The task at hand for Quins is stark, trying to remain competitive or even relevant amid a raft of departures and financial instability over the course of the last 12 months.
Lynchpin Ben Bolger was lost to enforced retirement on the eve of the 2017/19 season, while star players Willie Umu, Brian Geraghty and Patrick Jenkinson departed for pastures new.
Quins suffered but were still fighting on all fronts for silverware last season – thanks in part to their tremendous club culture and “one club” ethos instilled by McFarlane since he took on the reins from Jeremy Manning in the summer of 2015.
But more goodbyes and retirements over the course of the summer have rocked Quins further, and their famed resolve will be severely tested in 2018/19.
“We know each game will be a big battle and we will take each one as they come, planning carefully and going through our meticulous processes to give the players the best chance of performing on the day,” said McFarlane.
This summer has seen long-time club captain Phil Abraham hang up his boots as well as UAE stalwart Phil Brady.
Pieter Kilian, Alfred Ries, Tom Brown, Gerrit Visser, Jona Marshall and Joe Teasdale are also among the departures from Zayed Sports City.
But fears that Quins may completely fall away from any discussion involving silverware were allayed in recent weeks as they thrashed Sri Lankan champions Kandy 57-7 in the Asia Rugby Western Clubs Champions League encounter in early September.
They lost in the showdown with Bahrain last weekend, although the meagre six-point gap in the scoreline suggests Quins will still be there or thereabouts this season.
First up for Quins is a repeat of last week’s contest with Bahrain as they welcome the West Asia Cup winners to the UAE capital on Friday for the West Asia Premiership opener.
Louie Tonkin’s side won 27-21 in Saar a week ago, a result which denied Quins a third Champions League title in a row.
“Bahrain, as they did last week, will provide a stern test.
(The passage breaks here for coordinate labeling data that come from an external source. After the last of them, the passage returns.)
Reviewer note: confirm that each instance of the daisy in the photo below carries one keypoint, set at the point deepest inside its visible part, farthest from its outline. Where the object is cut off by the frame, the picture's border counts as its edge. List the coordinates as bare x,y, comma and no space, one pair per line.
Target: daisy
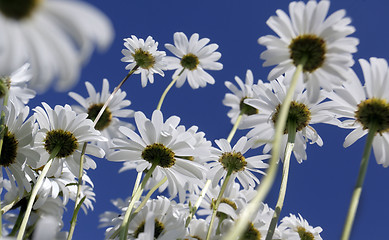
235,100
55,36
307,37
144,54
159,144
294,228
258,227
158,219
63,127
16,152
193,57
109,121
363,107
18,92
231,160
302,112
However, I expect to see the players display progress based on factors we took away from last week as a learning curve,” added McFarlane.
“It’s going to be an incredibly competitive league as ever, there’s no doubt about that.
“We are still looking to integrate new systems and structures and I’m sure it will take a further few games to utilise and refine them.
“The players have been fully committed and training hard and that’s all I can ask of them with a great buzz around the squad demonstrating once again the healthy culture we look to breed.”